Thirty-six opposition party leaders and activists were convicted of conspiracy in Cambodia for allegedly supporting attempts by members of the opposition movement in exile to return to the country.
In the latest mass lawsuit against opponents of authoritarian Cambodian Prime Minister Hun Sen, opposition leader Sam Rainsy and several former high-ranking officials from his party as well as supporters of the now-banned Cambodia National Rescue Party (CNRP) were found guilty in Phnom Penh City Court on Thursday, local human rights group Licadho said.
At least 33 of the convicts, including many who lived in exile after fleeing abroad, were tried in absentia and arrest warrants were issued. A single defendant was acquitted.
“The political activists were sentenced based on their Facebook posts and recorded private phone calls,” Licadho said in a statement.
The conspiracy allegations relate to alleged efforts by the defendants to help opposition leaders, including Deputy CNRP Leader Mu Sochua, return to Cambodia in 2021 to appear as a defendant in an earlier mass lawsuit.

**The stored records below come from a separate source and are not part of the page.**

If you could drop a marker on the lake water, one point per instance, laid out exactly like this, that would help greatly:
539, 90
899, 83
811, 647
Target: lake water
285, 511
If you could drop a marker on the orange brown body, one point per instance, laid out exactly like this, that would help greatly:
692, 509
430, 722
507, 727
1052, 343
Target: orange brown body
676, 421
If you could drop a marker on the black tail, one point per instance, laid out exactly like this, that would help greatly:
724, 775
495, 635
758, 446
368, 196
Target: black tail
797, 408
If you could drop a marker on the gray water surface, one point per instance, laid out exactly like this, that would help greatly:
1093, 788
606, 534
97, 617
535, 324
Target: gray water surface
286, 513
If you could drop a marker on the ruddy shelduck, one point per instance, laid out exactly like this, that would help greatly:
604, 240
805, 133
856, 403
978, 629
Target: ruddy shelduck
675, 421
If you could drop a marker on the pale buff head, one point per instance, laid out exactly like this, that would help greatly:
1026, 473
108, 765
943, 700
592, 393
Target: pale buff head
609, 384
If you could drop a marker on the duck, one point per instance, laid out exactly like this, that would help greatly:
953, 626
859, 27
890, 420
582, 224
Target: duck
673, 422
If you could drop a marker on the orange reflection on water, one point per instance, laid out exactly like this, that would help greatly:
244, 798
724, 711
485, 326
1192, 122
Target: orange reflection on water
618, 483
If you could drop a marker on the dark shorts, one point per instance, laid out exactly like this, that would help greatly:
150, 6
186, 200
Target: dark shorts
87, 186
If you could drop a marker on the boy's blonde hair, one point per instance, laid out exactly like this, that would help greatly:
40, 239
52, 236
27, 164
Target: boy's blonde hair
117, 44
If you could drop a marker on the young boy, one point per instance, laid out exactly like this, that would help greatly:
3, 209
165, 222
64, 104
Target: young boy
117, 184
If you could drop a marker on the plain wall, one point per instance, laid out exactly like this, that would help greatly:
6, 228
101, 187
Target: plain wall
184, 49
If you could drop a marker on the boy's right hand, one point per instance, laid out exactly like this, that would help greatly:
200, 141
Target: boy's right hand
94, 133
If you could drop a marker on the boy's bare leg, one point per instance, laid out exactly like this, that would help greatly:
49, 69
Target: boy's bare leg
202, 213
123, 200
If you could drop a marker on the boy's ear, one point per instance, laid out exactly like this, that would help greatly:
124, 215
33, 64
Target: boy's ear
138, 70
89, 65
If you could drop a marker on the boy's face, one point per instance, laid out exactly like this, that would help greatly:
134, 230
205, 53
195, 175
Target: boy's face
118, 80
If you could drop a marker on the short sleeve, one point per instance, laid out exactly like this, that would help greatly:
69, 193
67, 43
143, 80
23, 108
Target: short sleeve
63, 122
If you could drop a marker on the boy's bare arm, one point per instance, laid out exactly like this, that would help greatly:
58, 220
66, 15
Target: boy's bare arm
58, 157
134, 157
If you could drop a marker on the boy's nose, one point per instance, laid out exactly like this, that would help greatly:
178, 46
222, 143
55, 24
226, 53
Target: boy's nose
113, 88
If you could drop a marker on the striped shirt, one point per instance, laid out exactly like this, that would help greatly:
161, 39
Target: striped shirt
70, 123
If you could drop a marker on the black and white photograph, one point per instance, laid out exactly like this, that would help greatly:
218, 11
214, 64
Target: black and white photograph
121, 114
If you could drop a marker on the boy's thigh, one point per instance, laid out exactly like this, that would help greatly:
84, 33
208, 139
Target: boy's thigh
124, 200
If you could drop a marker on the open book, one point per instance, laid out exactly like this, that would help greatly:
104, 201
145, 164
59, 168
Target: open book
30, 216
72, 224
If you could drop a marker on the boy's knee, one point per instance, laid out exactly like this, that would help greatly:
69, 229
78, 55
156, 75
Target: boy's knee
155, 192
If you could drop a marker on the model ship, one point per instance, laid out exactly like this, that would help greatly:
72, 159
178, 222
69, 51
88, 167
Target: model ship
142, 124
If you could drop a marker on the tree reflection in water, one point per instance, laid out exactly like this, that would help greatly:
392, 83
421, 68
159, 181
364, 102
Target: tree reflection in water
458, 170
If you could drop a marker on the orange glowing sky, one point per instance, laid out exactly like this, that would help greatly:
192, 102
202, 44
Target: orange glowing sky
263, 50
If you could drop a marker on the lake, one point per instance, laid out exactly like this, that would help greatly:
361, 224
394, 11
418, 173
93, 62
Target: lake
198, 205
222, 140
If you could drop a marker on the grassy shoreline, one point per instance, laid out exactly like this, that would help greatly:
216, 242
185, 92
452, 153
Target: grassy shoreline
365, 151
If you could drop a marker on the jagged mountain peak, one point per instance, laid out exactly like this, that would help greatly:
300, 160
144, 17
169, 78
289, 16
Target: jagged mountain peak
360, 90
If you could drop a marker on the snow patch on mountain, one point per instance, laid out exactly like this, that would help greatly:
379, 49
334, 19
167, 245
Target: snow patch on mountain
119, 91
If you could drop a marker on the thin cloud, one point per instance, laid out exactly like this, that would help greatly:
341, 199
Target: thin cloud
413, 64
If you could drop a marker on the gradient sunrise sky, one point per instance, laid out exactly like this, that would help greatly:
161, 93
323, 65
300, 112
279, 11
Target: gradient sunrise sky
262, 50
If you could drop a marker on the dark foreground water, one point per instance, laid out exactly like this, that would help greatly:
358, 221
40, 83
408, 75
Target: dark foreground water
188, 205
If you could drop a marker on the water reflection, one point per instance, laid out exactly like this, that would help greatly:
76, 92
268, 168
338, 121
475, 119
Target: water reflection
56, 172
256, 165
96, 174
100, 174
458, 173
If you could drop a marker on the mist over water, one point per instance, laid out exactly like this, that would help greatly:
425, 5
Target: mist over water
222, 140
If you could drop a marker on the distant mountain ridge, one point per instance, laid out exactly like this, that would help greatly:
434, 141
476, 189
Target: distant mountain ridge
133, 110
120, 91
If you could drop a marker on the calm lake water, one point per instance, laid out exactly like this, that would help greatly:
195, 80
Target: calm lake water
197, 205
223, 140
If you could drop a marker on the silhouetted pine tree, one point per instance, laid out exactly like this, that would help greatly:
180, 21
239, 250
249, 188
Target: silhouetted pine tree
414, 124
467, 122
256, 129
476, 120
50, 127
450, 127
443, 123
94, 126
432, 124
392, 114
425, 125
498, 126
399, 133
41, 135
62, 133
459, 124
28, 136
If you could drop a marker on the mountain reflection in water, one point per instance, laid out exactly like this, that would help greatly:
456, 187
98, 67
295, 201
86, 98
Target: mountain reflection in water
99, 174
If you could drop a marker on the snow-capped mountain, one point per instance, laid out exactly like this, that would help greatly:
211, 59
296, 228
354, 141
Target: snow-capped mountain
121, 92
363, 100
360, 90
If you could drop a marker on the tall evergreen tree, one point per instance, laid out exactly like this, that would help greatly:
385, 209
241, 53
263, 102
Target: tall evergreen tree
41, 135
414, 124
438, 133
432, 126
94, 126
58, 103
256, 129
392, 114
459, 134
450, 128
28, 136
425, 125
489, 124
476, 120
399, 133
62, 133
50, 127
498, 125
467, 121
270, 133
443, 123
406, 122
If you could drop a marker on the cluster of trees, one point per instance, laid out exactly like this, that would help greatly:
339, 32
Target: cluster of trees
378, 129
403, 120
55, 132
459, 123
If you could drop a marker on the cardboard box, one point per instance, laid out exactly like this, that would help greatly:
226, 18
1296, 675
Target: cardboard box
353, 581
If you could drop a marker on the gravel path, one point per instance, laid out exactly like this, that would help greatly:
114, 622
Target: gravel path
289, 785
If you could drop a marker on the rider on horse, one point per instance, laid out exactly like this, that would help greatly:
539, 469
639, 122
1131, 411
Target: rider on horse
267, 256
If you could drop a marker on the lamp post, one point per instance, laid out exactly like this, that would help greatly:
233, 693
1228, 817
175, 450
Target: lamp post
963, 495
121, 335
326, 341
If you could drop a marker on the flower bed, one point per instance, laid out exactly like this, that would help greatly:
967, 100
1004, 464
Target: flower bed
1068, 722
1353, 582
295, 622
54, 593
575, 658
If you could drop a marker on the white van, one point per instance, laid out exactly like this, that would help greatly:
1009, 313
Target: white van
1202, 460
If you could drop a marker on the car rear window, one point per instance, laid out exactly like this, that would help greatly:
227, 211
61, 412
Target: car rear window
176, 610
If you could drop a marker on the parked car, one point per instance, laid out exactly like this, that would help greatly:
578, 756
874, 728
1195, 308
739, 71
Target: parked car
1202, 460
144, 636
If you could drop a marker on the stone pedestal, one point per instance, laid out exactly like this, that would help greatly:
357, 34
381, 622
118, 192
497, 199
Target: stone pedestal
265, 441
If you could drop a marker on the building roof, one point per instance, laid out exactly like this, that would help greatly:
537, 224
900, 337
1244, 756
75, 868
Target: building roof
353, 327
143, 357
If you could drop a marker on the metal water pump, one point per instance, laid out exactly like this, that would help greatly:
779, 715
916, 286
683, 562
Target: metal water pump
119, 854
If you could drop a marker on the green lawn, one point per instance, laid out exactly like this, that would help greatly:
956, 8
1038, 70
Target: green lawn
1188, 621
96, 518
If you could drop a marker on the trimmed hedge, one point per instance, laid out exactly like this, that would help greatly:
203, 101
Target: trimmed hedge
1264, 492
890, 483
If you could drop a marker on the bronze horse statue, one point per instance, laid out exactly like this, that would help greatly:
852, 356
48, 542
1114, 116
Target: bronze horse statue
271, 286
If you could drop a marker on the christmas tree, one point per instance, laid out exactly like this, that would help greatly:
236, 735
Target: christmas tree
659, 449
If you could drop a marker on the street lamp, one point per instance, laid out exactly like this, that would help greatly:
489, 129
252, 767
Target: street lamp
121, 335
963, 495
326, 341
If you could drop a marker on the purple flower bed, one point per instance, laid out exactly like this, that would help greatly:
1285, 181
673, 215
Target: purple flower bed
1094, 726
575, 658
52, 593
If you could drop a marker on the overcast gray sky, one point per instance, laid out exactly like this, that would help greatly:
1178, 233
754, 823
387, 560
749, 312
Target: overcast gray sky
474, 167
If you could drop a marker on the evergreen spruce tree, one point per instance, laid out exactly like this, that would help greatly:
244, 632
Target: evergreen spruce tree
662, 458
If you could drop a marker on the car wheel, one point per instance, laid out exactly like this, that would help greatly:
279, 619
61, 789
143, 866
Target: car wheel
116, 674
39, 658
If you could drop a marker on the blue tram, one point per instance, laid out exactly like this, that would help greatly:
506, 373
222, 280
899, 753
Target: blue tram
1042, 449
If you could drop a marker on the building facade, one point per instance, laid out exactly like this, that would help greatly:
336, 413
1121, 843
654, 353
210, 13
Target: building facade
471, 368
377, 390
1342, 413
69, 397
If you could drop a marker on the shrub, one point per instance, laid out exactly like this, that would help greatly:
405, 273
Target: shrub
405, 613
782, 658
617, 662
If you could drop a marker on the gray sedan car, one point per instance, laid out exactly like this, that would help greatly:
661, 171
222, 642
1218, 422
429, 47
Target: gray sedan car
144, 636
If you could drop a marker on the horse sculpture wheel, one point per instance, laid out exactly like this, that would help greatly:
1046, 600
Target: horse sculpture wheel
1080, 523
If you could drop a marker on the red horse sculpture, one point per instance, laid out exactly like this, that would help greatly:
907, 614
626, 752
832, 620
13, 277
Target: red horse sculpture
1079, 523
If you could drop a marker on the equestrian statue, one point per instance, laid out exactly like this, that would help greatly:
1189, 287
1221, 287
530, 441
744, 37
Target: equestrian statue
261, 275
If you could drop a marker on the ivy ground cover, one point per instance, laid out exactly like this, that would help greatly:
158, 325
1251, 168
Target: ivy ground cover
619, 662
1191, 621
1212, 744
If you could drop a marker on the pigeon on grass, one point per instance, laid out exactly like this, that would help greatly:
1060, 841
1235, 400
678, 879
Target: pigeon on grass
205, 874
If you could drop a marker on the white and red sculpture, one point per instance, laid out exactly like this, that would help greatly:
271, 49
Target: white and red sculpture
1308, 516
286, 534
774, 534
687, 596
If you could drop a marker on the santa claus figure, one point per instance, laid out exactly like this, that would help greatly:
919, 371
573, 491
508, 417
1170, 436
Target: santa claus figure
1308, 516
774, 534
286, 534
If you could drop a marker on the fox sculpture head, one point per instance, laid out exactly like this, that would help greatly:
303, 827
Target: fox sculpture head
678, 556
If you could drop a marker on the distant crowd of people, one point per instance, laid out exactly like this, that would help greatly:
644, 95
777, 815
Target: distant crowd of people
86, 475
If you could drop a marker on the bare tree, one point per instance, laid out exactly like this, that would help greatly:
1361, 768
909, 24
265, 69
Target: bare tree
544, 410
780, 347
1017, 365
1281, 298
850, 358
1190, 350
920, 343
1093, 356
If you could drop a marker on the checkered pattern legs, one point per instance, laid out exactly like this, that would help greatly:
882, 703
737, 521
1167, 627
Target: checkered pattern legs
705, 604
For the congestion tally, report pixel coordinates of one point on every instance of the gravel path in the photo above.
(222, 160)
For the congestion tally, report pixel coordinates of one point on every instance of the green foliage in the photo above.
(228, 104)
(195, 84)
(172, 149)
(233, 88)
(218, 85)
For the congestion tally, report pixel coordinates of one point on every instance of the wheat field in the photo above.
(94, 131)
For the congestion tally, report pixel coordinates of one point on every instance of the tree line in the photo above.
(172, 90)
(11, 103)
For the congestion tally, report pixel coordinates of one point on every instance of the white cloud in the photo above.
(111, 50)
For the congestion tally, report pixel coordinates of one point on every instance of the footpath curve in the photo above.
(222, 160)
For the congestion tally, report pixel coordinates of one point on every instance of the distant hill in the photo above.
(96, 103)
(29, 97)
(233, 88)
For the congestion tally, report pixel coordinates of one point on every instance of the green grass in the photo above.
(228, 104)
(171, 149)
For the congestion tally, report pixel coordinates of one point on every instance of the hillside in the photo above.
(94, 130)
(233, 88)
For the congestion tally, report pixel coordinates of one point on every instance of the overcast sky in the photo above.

According to Licadho, Mu Sochua was unable to return from exile after the government canceled her Cambodian passport and refused to issue an entry visa.
According to Licadho, Thursday’s prison terms ranged from five to seven years and were the latest mass lawsuit against dozens of opposition members and supporters in Cambodia.
The “court verdict is the fourth verdict in five mass lawsuits brought against a total of 158 leaders and supporters of the former CNRP since November 2020,” Licadho said, adding that “many of the former activists were defendants in several lawsuits.”
Human rights activists have condemned what they describe as a weapon in the country’s judicial system by the ruling party.
The CNRP, which has since been banned and disbanded, was the only legitimate opposition party that seriously challenged Hun Sen’s ruling Cambodian People’s Party and should once again perform strongly in the 2018 national elections.
Following the opposition’s solid results in the 2017 local elections, the government initiated a crackdown, which saw independent media organizations shut down, journalists arrested and finally banned the opposition party and its members from office.
Cambodia, which has been run as a one-party state since 2018, has been ruled by Hun Sen since 1985, making him one of the world’s longest-surviving leaders.